The distinctive spiral form of an ensaimada is achieved through a careful and skillful shaping process following the initial preparation of the dough. After the dough has been allowed to rise and is properly kneaded, it is rolled out into a long, thin rectangle. This rolling is done with great precision, as the dough must be thin but not so fragile that it tears during the shaping phase. Traditionally, the dough is stretched further by hand, gently pulling it to achieve a translucent and almost lace-like texture, which contributes to the lightness of the final pastry.

Once the dough reaches the desired thinness, it is brushed generously with lard, giving the ensaimada its characteristic richness and helping to define the layers within the spiral. The dough is then carefully rolled lengthwise into a long, thin log. This log is coiled into a loose spiral shape, beginning from the center and winding outward. The spiral must maintain an even, gentle tension to ensure the ensaimada bakes evenly and attains its iconic airy and flaky texture. This coiling technique is what creates the signature swirl pattern, making the ensaimada easily recognizable and visually appealing.

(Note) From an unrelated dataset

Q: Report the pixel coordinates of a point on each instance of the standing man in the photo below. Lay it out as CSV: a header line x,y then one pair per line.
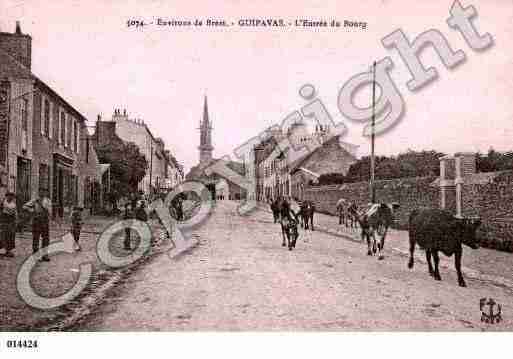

The spiral form is not just aesthetic but also functional, allowing the dough layers to expand properly during baking, resulting in a light interior with a slight crispness on the outer edge. Once shaped, the ensaimada is left to rise again before baking, allowing the dough to develop more volume within its spiral form. The end result is a beautifully layered, spiraled pastry with a delicate texture that melts in the mouth, showcasing the traditional craftsmanship behind this beloved Spanish treat.